Хорошо. Но этого, выходит, мало. И многого другого — тоже мало. Где-нибудь вполне достаточно, но в Борках — мало.
Перед нами — утрата человеческого единства, родства, неделимости. Это утрата всего, кроме собственной жизни; она-то и становится заместо бога, и ради того чтобы дозволили ей продлиться, все, что прикажут: Борки, еще Борки...
Трагедия в Борках — всем своим смыслом — вопиет о попранной святости и неприкосновенности другой человеческой жизни. Любой ад возможен, напоминает повесть, когда в глазах какого-нибудь «исторического персонажа» и его прихвостней человеческая жизнь перестает быть событием и творением, и они делают с ней что хотят.
В повести воспроизведено такое состояние жизни и человека, когда насильственная смерть введена в обиход, обытовлена.
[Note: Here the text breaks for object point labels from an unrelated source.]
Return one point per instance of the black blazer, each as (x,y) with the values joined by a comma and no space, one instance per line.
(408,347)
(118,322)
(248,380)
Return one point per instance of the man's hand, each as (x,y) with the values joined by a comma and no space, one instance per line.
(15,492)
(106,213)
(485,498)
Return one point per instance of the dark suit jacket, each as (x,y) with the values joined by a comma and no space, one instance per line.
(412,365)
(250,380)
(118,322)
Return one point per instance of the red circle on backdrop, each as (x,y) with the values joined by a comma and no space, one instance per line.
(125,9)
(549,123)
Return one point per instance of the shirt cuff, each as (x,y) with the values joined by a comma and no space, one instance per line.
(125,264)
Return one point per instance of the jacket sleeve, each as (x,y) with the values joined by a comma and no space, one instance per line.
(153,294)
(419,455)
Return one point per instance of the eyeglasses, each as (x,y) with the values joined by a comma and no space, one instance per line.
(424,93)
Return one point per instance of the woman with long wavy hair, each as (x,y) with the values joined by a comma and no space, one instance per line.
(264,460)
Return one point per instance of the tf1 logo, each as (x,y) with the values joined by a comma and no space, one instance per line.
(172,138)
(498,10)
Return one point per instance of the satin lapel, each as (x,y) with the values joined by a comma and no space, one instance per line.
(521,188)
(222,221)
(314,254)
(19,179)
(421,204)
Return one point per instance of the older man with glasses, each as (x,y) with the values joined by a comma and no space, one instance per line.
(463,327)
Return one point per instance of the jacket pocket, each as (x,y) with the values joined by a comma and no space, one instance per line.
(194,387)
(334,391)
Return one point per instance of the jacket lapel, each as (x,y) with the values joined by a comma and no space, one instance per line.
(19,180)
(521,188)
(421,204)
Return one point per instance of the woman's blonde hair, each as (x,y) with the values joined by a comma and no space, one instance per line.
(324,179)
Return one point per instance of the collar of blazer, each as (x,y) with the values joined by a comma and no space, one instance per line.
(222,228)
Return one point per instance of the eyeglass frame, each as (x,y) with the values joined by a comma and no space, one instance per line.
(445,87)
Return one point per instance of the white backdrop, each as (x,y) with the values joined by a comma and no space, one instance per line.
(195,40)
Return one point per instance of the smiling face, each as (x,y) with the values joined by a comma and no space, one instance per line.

Она по-прежнему малоприятна на вид и не перестала быть тяжелой работой, но эти «санитары прогресса», «мученики идеи», «мастера художественного действия» со своими подмастерьями-«иностранцами» уже попривыкли, втянулись. Дирлевангер с удовлетворением замечает в них «изобретательный юмор», «радость исполнения солдатского долга».
Было когда-то: эшафот, площадь, толпа народа, каре солдат, дробь барабанов, оглашение приговора, священник с распятием... Смерть тоже была событием.
Здесь она что угодно, только не событие. Раз сама жизнь не событие, то какое же тогда событие — смерть?
Иногда она готова выглядеть мелкой шкодой, а нашкодившие, подсунувшие товарищу «работенку», какую-то бабу с выводком, и сачканувшие, «убегают и весело оглядываются, ждут, когда же загремит пулемет...».